The coming of Jesus brought upon the world a new opportunity. At long last, there was someone to save the world from sin. A time of great change is sometimes a time when people are willing to find and accept new ideas. Turkey was at such a point in the 1920s. It must have seemed to missionaries like MacCallum that this was the time for a great harvest. Yet the harvest did not come!


Pray for a great harvest based on genuine repentance, love and faith to go forth throughout the Turkish world today.

Missionary Biography: Lyman MacCallum 2 of 3

by AL

“A full and extremely lively year,” Lyman MacCallum wrote at the end of 1928. That year the government of Turkey performed a major
operation on the Turkish language. The Arabic alphabet, which had served the Turks for centuries, was condemned and outlawed by an enthusiastic Grand National Assembly. All printing in the Arabic characters was forbidden after 1 Jan. 1929. The police visited each print shop to see that all the old type was melted down. Now the country was committed to the Roman alphabet.

To help the people master the new alphabet, Lyman printed an edition of Proverbs with the old and new scripts on opposite pages. It arrived from the printer just four days before the old script was banned. Now the whole Bible needed to be reprinted in the new script.
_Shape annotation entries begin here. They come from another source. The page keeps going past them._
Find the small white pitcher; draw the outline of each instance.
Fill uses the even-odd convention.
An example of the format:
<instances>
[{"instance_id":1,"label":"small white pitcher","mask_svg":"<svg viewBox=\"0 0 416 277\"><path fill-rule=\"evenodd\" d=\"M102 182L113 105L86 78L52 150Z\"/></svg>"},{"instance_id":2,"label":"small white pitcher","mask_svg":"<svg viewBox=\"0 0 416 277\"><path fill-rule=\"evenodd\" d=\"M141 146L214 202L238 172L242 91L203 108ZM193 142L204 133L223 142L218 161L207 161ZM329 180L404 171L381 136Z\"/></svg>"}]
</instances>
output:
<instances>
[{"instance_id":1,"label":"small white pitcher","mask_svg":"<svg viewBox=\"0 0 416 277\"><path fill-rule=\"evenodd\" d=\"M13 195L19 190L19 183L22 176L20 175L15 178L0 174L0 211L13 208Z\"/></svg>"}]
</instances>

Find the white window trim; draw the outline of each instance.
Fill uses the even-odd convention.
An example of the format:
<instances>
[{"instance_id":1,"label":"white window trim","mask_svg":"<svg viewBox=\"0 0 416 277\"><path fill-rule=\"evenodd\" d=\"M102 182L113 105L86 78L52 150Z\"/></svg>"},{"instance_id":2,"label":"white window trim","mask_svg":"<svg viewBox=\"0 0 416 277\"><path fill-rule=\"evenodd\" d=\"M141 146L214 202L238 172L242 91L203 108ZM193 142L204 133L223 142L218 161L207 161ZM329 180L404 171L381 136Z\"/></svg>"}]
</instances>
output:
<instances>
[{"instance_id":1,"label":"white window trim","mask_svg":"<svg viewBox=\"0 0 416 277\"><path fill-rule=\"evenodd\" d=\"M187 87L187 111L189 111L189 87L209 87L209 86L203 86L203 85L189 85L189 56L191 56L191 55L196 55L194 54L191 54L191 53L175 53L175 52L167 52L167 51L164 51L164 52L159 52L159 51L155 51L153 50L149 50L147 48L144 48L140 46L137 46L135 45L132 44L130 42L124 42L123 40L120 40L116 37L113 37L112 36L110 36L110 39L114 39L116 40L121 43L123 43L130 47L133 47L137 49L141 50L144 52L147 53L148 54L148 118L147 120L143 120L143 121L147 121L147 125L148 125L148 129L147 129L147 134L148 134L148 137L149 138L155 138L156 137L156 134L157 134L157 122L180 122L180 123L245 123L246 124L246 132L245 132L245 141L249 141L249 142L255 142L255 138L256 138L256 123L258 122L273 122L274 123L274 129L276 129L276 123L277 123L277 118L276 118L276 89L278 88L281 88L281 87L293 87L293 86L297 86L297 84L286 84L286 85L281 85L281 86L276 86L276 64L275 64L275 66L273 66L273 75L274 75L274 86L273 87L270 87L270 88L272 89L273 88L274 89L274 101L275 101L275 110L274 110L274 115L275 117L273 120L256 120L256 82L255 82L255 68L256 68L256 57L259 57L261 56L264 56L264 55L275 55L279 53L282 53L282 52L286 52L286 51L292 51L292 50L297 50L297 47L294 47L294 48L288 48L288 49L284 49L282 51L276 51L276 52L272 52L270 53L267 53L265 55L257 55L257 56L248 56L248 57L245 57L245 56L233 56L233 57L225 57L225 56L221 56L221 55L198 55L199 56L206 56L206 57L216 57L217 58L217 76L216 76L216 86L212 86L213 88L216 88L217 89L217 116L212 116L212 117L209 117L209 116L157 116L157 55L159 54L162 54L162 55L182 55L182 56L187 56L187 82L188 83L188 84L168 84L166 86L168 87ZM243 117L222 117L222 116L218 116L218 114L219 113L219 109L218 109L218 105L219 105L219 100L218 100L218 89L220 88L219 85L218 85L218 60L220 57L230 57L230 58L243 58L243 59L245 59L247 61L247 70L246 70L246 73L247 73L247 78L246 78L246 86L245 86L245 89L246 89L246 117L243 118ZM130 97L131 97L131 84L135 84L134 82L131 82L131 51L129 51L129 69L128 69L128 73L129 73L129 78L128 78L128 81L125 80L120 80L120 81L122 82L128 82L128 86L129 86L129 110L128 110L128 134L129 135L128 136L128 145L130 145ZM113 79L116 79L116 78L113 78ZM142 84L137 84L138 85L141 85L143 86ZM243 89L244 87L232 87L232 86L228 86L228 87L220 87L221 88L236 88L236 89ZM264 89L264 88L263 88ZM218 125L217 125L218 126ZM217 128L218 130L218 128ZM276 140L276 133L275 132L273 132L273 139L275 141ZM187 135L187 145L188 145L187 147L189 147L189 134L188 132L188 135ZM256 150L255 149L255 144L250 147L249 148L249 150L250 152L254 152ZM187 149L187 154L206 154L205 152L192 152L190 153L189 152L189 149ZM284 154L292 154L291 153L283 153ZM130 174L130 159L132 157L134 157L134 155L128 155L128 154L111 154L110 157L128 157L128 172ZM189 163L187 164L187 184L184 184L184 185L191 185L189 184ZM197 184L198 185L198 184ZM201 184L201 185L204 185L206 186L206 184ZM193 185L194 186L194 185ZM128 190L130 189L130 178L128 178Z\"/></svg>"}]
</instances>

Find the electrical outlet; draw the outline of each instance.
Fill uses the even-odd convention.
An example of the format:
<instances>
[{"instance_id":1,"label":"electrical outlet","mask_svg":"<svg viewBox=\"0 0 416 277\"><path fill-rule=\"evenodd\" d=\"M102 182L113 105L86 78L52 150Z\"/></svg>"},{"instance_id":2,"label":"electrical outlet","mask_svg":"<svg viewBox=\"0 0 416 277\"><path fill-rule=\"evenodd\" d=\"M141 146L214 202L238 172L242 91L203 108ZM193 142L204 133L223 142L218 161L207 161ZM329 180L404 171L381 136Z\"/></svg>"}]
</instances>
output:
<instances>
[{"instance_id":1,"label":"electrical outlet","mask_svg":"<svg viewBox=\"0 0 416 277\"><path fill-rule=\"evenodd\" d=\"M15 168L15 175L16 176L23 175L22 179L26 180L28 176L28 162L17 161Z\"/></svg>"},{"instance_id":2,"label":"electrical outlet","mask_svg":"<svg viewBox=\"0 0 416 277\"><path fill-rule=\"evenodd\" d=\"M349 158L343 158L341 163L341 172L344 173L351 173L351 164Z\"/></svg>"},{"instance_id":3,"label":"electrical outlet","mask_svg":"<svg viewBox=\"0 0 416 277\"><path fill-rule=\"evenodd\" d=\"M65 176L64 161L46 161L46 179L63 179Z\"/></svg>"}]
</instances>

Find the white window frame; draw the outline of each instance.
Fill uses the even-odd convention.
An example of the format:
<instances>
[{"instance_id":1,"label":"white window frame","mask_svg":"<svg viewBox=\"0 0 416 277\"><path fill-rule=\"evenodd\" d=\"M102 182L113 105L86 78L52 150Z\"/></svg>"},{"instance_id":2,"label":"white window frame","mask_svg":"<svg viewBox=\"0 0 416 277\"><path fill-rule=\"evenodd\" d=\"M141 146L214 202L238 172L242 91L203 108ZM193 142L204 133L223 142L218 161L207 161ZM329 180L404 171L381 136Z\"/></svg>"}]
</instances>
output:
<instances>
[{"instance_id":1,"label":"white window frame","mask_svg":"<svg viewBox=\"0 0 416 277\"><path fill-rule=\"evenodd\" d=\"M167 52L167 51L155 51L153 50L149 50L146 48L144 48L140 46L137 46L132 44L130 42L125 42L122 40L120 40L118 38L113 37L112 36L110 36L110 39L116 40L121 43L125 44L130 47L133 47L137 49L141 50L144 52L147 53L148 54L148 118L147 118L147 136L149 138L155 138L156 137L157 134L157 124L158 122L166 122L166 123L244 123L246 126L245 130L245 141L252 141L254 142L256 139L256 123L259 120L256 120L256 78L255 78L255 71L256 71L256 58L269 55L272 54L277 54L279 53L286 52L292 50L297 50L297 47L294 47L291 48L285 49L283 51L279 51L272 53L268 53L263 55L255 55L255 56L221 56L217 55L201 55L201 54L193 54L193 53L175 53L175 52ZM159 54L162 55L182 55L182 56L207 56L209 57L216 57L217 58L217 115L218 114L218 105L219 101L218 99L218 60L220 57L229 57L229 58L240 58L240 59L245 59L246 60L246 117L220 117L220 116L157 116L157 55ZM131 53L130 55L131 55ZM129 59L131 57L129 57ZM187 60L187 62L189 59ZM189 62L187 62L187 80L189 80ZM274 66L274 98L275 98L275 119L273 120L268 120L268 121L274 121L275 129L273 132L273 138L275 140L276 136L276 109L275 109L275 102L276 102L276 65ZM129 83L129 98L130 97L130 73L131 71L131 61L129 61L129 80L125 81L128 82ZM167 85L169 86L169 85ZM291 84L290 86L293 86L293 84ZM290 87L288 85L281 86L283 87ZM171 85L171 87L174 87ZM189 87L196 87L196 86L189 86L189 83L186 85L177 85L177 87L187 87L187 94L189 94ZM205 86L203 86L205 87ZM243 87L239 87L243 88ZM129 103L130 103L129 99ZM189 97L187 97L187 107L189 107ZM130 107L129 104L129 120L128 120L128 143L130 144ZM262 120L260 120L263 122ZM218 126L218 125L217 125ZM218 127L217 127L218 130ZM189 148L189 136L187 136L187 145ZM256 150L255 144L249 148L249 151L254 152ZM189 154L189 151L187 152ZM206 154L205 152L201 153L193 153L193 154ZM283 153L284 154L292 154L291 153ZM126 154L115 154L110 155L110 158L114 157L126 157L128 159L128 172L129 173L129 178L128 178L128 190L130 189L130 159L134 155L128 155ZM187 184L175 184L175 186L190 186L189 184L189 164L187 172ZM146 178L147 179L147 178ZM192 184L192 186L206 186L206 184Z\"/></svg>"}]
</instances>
But it also became clear to Lyman that the version of the Bible then in use needed revision. Chosen for this task was Lyman’s father, Dr. F. W. MacCallum, who for 40 years had spoken Turkish and had used the old version.

Four years later, in 1933, the revised New Testament was printed, and in 1937, the complete Old Testament was published. Lyman’s part was to keep on top of the correspondence with the Bible societies and others. He controlled the finances, defended the translators, and guarded his father from overstrain.

Learn more at joshuaproject.net

Pray for accuracy as today’s workers attempt to translate the words of God into local languages.